Sebenarnya Cinta

Sebenarnya Cinta
Bab 339_Sepi


Neva mengerjapkan matanya dengan pelan. Mengumpulkan nyawa dan ingatan yang masih belum sempurna. Dia memperhatikan setiap sudut ruangan, dan barang-barang yang ada didalam kamar.


"Kamarku," gumamnya pelan. Sedetik kemudian dia langsung bangkit untuk duduk dengan kaget. "Di kamarku?" dia dengan heran masih memperhatikan kamarnya.


"Bukankah aku ada bersama dia? Di dalam mobil dia? Aaaa kenapa sekarang sudah ada di dalam kamar ku?" Neva mengacak-acak rambutnya. Dia melihat jam didinding yang menempel di dinding kamarnya. Pukul empat lima belas menit. Neva segera turun dari ranjangnya dan masuk ke kamar mandi. Masih sangat dingin. Dia hanya membersihkan wajahnya dan menggosok gigi. Kemudian, mengganti baju dan turun ke bawah.


Sepi.


Neva mengambil nafasnya dengan dalam lalu membiarkannya sejenak. Dia melangkah ke ruang keluarga, berdiri dibawah foto besar keluarganya.

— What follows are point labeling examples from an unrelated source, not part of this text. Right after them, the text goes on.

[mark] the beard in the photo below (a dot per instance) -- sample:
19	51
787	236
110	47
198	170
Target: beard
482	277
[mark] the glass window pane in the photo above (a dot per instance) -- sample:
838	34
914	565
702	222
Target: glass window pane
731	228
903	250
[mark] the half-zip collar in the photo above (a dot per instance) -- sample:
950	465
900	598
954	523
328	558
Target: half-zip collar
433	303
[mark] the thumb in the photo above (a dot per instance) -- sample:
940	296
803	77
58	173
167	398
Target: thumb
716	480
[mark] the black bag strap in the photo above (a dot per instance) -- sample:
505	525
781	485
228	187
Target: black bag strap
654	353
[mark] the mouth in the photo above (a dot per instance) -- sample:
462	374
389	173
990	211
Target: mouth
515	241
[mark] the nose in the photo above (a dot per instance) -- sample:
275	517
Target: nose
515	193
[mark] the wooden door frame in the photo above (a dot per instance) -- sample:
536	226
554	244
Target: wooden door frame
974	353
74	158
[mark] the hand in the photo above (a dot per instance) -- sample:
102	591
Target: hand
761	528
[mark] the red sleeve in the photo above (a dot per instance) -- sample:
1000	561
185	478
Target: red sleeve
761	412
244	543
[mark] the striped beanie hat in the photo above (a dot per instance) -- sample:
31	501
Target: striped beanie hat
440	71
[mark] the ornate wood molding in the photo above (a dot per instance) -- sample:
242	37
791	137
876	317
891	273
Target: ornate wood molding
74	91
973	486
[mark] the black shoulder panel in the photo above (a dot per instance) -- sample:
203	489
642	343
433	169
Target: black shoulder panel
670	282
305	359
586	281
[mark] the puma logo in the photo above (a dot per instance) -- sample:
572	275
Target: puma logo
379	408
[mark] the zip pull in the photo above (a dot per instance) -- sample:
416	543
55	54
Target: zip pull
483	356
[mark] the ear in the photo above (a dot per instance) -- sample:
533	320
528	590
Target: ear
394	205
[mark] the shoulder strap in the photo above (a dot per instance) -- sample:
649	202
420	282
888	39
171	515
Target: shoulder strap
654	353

Papa, Mama, Kak Dimas, Kak Lee, dan dia sendiri. Neva tersenyum memperhatikan foto besar itu tetapi ada genangan air mata disudut matanya.

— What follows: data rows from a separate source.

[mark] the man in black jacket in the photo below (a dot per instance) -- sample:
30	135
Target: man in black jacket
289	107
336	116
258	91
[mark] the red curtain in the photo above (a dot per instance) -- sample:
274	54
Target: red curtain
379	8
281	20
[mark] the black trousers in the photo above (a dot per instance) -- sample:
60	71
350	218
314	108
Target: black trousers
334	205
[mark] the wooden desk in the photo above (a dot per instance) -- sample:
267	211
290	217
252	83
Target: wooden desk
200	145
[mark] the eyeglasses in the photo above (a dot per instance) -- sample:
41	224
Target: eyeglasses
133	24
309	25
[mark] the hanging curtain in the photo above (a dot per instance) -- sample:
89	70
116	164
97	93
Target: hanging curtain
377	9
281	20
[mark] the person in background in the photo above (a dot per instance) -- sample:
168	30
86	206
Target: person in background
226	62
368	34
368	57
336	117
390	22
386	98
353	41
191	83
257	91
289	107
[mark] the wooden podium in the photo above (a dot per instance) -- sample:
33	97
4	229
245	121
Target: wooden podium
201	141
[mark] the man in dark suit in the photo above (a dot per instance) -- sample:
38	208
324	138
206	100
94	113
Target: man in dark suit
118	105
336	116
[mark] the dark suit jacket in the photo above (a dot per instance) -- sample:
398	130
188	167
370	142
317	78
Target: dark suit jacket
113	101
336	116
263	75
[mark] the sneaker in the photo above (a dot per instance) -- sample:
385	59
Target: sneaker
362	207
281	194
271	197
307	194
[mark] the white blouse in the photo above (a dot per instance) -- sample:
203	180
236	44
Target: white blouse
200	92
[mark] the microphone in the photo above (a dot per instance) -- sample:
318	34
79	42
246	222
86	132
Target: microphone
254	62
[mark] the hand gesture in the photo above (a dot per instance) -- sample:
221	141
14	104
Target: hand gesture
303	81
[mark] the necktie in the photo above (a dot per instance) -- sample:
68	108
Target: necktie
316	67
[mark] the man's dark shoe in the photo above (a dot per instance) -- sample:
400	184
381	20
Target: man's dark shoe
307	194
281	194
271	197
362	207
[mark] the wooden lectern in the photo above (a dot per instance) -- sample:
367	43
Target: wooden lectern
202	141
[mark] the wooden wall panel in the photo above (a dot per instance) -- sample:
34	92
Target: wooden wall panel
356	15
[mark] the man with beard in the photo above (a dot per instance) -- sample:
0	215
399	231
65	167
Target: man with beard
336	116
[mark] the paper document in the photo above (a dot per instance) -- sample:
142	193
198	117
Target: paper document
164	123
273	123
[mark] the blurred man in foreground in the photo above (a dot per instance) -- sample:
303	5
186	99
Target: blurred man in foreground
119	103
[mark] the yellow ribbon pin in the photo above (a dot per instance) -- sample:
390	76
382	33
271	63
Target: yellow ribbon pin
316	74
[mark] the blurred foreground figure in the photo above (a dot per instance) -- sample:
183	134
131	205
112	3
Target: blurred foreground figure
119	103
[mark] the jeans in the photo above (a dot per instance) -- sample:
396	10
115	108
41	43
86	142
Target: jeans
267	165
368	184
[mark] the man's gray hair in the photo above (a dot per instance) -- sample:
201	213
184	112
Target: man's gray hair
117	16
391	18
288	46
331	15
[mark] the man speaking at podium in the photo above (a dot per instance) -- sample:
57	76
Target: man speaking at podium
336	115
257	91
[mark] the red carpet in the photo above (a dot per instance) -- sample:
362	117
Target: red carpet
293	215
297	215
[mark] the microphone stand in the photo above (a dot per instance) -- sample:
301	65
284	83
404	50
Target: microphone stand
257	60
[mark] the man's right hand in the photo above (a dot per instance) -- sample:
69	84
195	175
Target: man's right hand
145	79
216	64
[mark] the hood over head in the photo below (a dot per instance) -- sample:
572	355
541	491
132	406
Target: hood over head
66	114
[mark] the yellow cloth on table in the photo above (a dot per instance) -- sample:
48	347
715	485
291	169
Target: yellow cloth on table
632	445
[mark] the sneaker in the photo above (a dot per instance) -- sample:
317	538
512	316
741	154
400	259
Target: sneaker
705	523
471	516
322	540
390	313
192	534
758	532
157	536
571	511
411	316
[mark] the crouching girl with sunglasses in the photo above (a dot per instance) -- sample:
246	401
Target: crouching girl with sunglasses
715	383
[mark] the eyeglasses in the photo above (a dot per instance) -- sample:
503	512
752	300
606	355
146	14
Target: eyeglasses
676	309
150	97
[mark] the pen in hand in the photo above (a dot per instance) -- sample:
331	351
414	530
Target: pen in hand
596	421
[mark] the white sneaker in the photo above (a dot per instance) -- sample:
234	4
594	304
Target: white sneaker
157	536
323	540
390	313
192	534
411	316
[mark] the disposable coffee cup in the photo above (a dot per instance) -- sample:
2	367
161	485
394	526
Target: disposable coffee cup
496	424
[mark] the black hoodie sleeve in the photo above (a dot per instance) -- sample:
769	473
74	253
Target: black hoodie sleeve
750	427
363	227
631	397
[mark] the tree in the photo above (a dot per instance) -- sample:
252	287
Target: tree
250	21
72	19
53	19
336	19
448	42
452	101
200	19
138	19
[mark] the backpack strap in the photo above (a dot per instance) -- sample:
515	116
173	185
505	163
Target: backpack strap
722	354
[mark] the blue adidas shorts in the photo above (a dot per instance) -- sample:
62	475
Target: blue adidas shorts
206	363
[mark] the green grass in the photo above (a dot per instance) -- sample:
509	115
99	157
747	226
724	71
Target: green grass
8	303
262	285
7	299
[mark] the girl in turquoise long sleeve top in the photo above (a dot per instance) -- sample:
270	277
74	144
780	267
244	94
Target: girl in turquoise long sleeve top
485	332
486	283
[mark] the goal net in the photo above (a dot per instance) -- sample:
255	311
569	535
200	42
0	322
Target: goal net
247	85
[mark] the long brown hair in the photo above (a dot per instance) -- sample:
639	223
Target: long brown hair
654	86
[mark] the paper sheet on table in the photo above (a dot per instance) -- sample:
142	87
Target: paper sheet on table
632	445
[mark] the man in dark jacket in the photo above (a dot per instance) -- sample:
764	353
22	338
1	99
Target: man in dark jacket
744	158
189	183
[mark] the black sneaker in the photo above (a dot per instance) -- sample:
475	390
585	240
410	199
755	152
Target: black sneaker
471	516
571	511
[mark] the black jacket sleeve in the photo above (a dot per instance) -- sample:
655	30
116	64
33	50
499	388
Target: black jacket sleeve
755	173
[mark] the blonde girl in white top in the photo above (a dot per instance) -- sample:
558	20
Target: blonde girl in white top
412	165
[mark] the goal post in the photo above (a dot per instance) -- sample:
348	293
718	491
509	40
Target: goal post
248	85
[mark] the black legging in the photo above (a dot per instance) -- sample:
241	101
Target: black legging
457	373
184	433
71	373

Kedua bola matanya tertuju pada kakaknya Leo.


"Kak Lee, segeralah kembali kesini dengan keadaan mu yang baik-baik saja," ucapnya parau.

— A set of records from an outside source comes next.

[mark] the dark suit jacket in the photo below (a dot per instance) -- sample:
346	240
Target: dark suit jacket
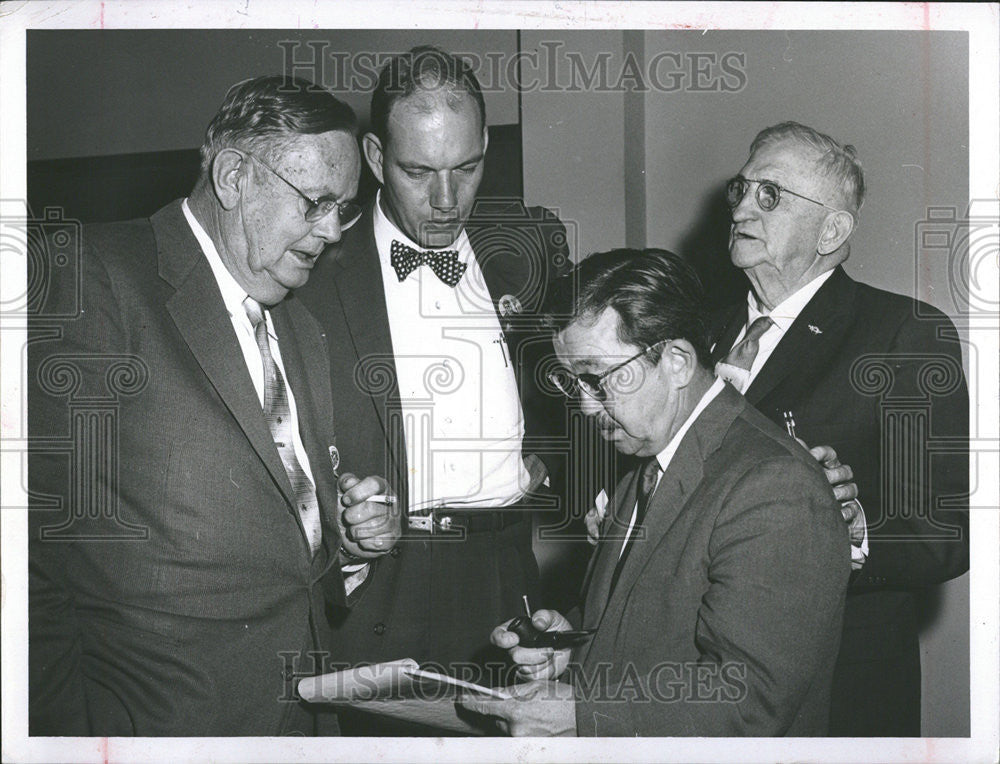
171	587
878	376
727	614
519	252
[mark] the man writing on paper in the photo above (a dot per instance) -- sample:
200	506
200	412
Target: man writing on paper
717	586
876	376
201	543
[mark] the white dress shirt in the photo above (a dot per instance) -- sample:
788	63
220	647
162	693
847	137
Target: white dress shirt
233	296
667	454
463	421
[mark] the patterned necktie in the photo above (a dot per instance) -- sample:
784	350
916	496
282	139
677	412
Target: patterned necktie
277	412
647	484
742	356
444	263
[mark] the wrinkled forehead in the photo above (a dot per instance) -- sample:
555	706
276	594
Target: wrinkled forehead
591	342
788	163
432	103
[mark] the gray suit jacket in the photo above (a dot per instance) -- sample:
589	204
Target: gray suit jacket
726	618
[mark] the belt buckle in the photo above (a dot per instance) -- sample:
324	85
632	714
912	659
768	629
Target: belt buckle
423	523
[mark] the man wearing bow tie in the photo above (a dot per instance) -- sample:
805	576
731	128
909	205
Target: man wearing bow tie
424	310
874	376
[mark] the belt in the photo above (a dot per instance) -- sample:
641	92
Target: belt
444	520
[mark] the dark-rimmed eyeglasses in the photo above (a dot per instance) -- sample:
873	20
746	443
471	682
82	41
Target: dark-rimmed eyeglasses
347	212
570	384
768	193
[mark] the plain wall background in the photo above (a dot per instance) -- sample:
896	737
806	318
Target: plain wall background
93	93
900	97
642	168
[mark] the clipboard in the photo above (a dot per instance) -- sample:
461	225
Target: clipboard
402	690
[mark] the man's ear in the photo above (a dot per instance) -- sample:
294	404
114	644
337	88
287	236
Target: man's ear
837	228
374	155
680	360
229	172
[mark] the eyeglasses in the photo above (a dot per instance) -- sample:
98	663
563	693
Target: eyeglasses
768	193
347	212
592	384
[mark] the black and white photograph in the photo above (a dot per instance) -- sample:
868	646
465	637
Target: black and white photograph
500	381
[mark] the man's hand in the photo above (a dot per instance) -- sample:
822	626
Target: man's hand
368	529
537	709
841	477
535	662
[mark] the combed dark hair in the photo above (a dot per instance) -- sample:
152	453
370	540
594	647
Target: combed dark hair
264	114
422	68
836	161
656	294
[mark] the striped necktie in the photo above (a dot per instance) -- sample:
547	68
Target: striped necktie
277	412
735	367
647	484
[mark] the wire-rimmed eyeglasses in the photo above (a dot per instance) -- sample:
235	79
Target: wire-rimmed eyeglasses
768	193
592	384
347	212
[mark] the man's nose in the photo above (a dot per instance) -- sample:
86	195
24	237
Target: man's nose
328	227
443	197
747	207
589	405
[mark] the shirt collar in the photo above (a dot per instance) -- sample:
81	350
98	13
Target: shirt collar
785	312
386	232
667	454
233	294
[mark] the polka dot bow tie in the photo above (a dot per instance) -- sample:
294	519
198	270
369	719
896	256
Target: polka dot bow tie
444	263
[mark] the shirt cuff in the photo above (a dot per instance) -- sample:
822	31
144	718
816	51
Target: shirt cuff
354	576
860	553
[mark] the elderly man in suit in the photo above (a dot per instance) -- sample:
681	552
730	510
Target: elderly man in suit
183	565
425	305
716	591
875	376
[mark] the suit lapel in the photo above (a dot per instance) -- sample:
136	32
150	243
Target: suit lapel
201	318
306	364
731	329
357	286
815	335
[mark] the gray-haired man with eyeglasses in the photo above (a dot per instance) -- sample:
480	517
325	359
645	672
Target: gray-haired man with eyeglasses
716	590
185	557
869	378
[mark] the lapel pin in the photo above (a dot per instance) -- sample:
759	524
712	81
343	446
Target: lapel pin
509	306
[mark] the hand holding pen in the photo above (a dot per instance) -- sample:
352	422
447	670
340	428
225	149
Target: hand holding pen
539	662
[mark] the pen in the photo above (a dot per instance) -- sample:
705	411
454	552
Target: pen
790	423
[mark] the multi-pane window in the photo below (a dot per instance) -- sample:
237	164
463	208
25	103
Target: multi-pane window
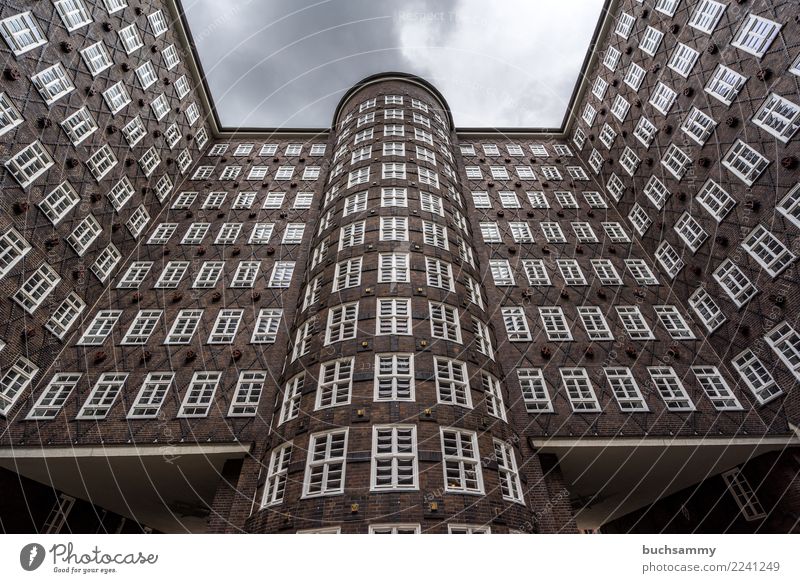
29	163
716	388
277	476
335	383
342	323
634	323
555	323
768	250
778	116
225	327
151	395
54	396
104	393
580	391
445	323
707	309
394	377
669	259
736	284
461	461
394	458
725	84
516	324
36	288
626	389
785	341
671	389
281	275
184	327
690	231
325	464
200	394
265	329
595	323
756	35
534	390
673	322
756	376
393	268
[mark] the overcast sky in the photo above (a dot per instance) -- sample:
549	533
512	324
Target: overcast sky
286	63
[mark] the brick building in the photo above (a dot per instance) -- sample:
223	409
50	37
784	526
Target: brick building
397	325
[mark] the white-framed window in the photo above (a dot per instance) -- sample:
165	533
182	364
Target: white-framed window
142	327
103	396
651	40
290	406
36	288
393	268
641	272
707	15
394	228
65	315
445	323
716	388
200	394
571	272
277	476
534	390
21	33
785	341
725	84
744	162
698	126
325	463
151	395
83	235
335	383
645	131
756	35
595	323
671	389
281	275
184	327
347	274
53	83
580	390
706	309
101	162
394	458
54	396
683	59
673	322
626	390
768	251
662	98
394	377
29	163
265	329
634	323
756	376
690	231
461	461
778	116
96	58
516	324
342	323
96	333
555	323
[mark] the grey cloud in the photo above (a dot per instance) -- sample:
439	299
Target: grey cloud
286	63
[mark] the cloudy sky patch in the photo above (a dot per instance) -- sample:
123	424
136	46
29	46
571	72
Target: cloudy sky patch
286	63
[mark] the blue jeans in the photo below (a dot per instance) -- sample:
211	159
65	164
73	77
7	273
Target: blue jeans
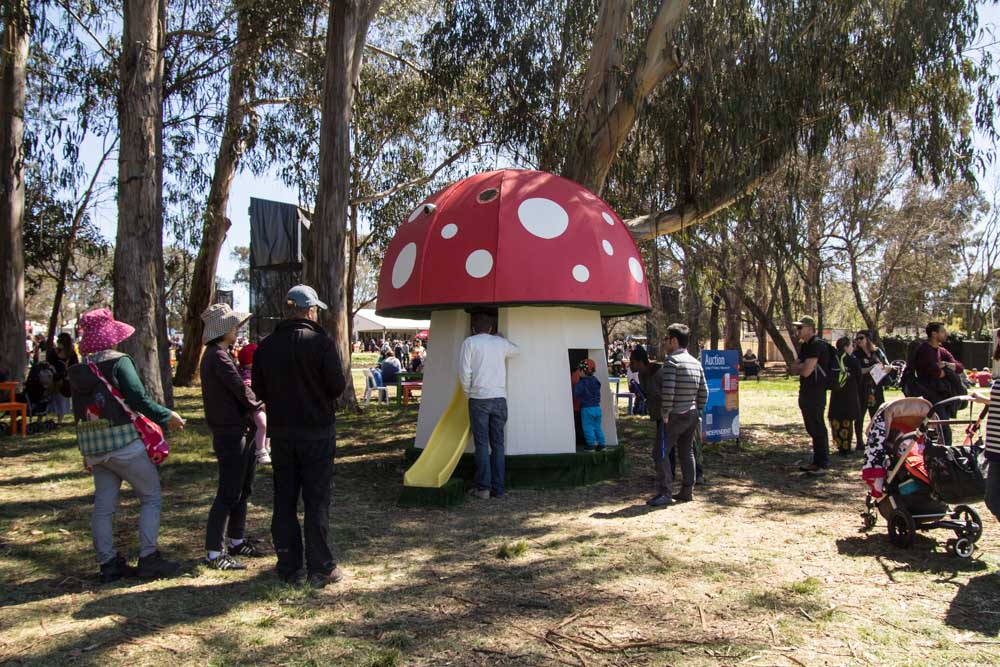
592	431
488	416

Kini, pandangannya beralih memperhatikan foto besar seluruh anggota keluarganya. Dia tersenyum tipis disudut bibirnya. Foto ini diambil saat dia bertunangan dengan Vano.


Kemudian, setelah dari ruang keluarga, Neva berjalan menuju ruang tengah. Dia menyalakan tv dan duduk di sofa. Tangannya sibuk mengetik pesan untuk Mama dan kakaknya. Lalu kemudian dia mengetik pesan untuk Joe.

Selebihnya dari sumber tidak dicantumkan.